Do ponto de vista geopolítico, nada direi que acrescente valor ao tanto que tem sido dito e escrito. De nada servirá alimentar o tema com mais afirmações num cenário em que o que mais sobressai são as incertezas.

1. Falemos então da moral. Há moral nesta guerra?

A questão é mais abrangente do que isto. A guerra, que aqui vamos circunscrever à delimitação clássica de conflito entre estados, existe desde tempos sem memória e é paralela à existência humana. Tem, invariavelmente, um custo muitíssimo elevado em vidas humanas. Mortas, feridas, desalojadas. Pessoas a quem foi roubado o futuro. Este desfecho, sendo incontornável, pelo menos, para uma das partes (mas quase sempre para as duas) não parece coadunar-se com dialéticas da moralidade.

Mas são estas consequências de atos que se acredita que possam ter justificação? Pensemos assim: o mundo está neste momento a condenar a Rússia pela injustificada invasão de um país soberano e independente. Mas o mesmo mundo apoia o uso da força militar por parte dos invadidos, legitimando-o com a necessidade de defender o seu território, a sua liberdade, o seu povo. A mesma guerra tem dois protagonistas, nesta história que globalmente se conta. O vilão sem moral e o herói improvável cujo bom caráter se engrossa à medida que vai dando o corpo às balas. Nesta narrativa, a mesma guerra tem e não tem moral.

2. Realismo vs. Pacifismo. Duas visões da guerra.

Putin é um seguidor da “realpolitiks”, escondida por trás da máscara de imperativo ideológico. Só um defensor do realismo como única forma de fazer política encara como exclusivo e preponderante o preceito de que o que conta na relação entre estados é o direito à liberdade do mais forte. De pensamento e de ação. Logo, qualquer norma de natureza moral que limite a prossecução do que é considerado o melhor interesse do país é maléfica e não pode ser tida em conta.

Para os realistas, como foram Maquiavel, Hobbes ou, mais recentemente, Kissinger, os estados não são indivíduos e regem-se por dinâmicas de poder e de interesse coletivo. Perlo que a questão da moralidade nem se coloca.

Pelo contrário, o mundo ocidental condena a Rússia com base na teoria pacifista, que não separa a guerra da moral. Para os pacifistas, sustentados em pactos de entreajuda entre estados democráticos e em alianças de instituições internacionais, é preciso pôr fim a qualquer guerra. Todas as guerras são incorretas e desprovidas de qualquer justificação, os seus custos são sempre demasiado elevados e conduzem à violação de direitos inalienáveis e absolutos. Como o direito à vida.

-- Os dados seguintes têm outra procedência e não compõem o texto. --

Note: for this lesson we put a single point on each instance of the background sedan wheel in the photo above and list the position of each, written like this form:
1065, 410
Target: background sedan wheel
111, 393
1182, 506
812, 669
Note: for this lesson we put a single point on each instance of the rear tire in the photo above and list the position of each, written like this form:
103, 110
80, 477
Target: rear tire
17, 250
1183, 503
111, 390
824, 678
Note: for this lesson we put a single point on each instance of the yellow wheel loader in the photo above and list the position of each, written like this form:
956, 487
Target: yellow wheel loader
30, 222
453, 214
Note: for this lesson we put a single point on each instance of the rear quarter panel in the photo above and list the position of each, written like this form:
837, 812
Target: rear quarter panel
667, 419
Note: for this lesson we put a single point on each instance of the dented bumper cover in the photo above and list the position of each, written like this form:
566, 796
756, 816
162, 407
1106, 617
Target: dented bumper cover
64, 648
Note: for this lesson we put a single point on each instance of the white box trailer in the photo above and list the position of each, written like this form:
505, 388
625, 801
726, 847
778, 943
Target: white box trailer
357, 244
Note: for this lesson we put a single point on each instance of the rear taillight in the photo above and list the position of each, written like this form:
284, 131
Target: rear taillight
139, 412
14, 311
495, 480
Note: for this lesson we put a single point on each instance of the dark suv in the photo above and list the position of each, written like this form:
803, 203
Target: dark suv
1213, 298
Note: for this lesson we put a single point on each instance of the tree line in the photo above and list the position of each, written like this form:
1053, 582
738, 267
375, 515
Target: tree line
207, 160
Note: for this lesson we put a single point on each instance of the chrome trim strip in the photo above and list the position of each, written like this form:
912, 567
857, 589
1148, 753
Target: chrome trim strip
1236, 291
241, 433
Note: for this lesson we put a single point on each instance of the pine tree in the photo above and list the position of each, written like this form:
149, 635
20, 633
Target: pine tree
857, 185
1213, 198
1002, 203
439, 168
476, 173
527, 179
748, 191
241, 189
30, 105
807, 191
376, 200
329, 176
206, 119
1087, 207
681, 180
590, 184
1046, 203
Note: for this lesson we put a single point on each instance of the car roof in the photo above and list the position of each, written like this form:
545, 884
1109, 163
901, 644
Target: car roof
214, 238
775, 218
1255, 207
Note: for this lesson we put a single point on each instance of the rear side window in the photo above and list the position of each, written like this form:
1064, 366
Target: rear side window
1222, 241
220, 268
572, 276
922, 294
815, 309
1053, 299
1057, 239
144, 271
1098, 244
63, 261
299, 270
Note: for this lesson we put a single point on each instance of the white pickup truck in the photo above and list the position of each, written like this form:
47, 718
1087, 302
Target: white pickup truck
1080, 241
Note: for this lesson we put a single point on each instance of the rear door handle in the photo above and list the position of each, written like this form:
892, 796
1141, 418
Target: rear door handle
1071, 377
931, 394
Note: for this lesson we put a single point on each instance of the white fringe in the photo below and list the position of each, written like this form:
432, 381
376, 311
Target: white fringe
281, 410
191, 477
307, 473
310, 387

Mesmo que as armas ainda estejam delimitadas por fronteiras terrestres, este conflito já é de escala mundial. Opõe o realismo russo ao pacifismo ocidental.

Com assento em duas tão distantes visões da guerra e, consequentemente, duas formas opostas de a avaliar, como se pode augurar o diálogo racional entre russos e ucranianos (ou ocidentais)?

É obrigatório reconhecer os fundamentos dos dois protagonistas para que se consiga construir uma base de entendimento. Porque uma divisão maniqueísta do conflito não contribuirá para o seu fim. Mesmo que não consigamos compreender uma das partes ou nos pareça impensável tolerá-la, esse esforço tem de ser feito. É um dos colossais desafios da gestão do conflito.

3. A Guerra acaba quando uma das partes vence e a outra perde?

Recorrendo à analogia da guerra como um jogo de xadrez, tem sido dito que Putin segue estrategicamente à frente, conquistando o território do adversário e comendo-lhe mais peças. Procura incessantemente o xeque-mate, com ameaças diretas a Voldomyr Zelenskyy. Mas o que acontece se conseguir matar o rei? O jogo acaba?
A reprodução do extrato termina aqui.